Lin was able to go through the gears from a stroll, to economy,
to sudden acceleration, and just occasionally to overdrive, all
in one match, and still have a bit to spare – though it will be
interesting to see how he approaches his quarter-final against
another Chinese hero, Bao Chunlai.
Bao is a former world silver medallist and a Thomas Cup stalwart
for his country, and the way he beat Park Sing Hwan of Korea
suggested he is good enough to make the champion work.

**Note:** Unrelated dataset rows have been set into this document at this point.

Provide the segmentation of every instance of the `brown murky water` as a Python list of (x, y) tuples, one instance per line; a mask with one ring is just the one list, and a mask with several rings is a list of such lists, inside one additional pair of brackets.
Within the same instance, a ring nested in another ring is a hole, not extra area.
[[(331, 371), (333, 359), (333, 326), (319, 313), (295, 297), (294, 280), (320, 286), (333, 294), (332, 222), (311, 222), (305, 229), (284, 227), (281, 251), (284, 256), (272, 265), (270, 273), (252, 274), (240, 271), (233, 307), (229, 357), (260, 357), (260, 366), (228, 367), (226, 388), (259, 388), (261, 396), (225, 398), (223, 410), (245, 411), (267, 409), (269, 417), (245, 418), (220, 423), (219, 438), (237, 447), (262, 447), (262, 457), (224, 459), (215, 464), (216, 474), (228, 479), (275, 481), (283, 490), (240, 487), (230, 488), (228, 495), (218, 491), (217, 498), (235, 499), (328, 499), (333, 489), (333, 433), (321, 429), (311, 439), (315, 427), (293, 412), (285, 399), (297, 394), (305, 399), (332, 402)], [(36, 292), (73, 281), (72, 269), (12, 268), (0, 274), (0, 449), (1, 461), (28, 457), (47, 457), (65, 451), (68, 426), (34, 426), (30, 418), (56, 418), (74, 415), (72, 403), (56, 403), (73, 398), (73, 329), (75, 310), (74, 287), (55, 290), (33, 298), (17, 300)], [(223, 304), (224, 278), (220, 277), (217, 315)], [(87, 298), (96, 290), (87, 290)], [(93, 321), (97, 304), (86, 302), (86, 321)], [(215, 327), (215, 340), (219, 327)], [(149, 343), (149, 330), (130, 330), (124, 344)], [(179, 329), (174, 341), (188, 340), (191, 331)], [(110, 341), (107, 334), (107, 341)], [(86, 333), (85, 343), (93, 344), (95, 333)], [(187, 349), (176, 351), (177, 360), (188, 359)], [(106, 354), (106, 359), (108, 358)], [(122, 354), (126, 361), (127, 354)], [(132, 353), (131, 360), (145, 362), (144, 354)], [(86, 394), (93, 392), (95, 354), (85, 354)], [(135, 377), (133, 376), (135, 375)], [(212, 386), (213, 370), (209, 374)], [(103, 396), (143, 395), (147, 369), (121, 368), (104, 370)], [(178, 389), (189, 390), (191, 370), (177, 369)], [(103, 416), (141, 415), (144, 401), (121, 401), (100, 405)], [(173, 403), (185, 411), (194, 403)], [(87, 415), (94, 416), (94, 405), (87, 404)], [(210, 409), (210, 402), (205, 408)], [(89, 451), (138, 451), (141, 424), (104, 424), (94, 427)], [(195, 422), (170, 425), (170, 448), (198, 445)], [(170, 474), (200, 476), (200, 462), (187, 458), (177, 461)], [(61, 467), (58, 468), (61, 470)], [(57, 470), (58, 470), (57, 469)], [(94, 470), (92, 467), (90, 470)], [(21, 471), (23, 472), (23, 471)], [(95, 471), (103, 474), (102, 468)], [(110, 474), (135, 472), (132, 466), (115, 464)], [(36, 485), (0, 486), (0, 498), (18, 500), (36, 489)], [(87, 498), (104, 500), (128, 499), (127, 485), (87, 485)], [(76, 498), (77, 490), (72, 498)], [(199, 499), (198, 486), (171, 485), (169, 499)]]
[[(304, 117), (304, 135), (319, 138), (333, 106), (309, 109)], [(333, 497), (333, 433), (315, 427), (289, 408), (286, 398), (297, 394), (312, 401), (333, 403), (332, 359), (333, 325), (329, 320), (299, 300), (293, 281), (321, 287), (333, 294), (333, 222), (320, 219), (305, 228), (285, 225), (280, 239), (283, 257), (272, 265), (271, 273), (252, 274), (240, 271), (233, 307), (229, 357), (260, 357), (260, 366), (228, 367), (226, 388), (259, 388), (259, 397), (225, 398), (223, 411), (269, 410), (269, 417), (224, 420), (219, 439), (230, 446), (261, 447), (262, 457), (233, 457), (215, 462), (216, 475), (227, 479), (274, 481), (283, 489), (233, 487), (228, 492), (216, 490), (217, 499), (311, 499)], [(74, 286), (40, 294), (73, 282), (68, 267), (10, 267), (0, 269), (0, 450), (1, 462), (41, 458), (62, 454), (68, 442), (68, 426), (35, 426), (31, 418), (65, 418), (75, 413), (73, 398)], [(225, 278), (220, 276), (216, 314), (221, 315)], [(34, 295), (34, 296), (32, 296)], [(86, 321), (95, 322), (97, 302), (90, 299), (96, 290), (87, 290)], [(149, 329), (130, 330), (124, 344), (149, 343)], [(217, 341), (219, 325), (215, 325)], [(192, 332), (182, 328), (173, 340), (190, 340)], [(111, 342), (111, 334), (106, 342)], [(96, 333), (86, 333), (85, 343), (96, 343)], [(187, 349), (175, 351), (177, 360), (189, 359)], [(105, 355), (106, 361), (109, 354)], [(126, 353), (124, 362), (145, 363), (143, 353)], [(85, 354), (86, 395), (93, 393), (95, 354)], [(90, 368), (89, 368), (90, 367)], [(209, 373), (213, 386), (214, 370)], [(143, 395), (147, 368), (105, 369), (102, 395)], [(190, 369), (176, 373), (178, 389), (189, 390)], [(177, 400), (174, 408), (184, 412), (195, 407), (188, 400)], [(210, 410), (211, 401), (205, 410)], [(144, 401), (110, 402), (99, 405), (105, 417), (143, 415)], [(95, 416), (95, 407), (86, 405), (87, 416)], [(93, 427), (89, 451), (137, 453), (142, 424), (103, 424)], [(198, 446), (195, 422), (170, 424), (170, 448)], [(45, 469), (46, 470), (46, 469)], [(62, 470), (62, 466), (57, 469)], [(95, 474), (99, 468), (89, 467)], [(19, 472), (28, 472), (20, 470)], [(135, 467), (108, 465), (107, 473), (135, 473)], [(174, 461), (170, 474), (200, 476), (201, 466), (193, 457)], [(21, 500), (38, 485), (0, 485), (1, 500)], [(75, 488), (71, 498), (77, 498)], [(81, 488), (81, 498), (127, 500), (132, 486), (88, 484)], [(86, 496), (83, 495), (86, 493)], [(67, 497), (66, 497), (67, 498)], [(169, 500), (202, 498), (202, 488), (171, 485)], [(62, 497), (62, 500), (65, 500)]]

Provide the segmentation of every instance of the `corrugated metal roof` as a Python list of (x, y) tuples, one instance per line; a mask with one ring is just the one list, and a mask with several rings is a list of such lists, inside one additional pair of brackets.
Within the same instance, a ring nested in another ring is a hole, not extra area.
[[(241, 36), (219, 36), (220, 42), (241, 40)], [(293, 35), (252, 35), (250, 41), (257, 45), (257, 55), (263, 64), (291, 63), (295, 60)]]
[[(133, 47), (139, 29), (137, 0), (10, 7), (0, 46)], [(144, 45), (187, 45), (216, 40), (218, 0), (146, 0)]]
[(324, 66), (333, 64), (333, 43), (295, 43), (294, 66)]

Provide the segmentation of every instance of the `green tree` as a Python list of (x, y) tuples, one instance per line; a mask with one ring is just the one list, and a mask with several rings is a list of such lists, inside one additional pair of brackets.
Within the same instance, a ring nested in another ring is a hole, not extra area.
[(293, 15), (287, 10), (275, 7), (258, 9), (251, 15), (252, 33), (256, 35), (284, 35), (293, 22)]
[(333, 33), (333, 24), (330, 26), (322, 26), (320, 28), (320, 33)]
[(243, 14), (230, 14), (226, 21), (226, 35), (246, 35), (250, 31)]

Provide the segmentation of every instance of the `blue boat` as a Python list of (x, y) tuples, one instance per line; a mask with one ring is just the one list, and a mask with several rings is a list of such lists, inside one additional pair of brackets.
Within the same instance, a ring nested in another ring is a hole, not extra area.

But he was not planning on that. “I want to see China win all
five medals again,” he said, and the 100th All-England is
panning out in a way which certainly makes that possible two
years in a row.
In the same half Chen Jin saved a game point against the
in-form English national champion Rajeev Ouseph before his
23-21, 21-8 earned a meeting with the improving young Japanese
player, Kenichi Tago.
In
the top half though the Chinese challenge was expunged, with the
brilliant young Chen Long, conqueror of the seeded Jan
Jorgensen, surprisingly losing to Shon Wan Lo, a Korean
qualifier. He now plays Lee Chong Wei, the too-seeded
Malaysian who kept alive his threat to stop the juggernaut by
denying the dangerous Sony Dwi Kuncoro, the former world silver
medallist from Indonesia.
But China has a presence in both halves of the women's singles,
and five players in the quarter-finals if you count Zhou Mi,
the former world number one who now represents Hong Kong, as one
of them.
She plays Wang Yihan, the top-seeded titleholder, who has
done enough to progress satisfactorily without quite yet looking
at her best, and two Chinese contest the other semi-final place
in that top half.
They
are Jiang Yanjiao, the third seeded former Asian
champion, and Wang Xin, the fifth-seeded Malaysian Super
Series winner.
An all-Chinese final can only happen if Lu Lan, the world
champion, wins twice more, as well she may, though she may need
to be more convincing than she was in struggling past Susan
Egelstaff of Scotland 21-17 in the final game.
Lu now plays Tine Rasmussen, the 2008 All-England
champion from Denmark, who looked impressive in beating Eriko
Hirose, the Japanese giant-killer, 21-12, 21-12.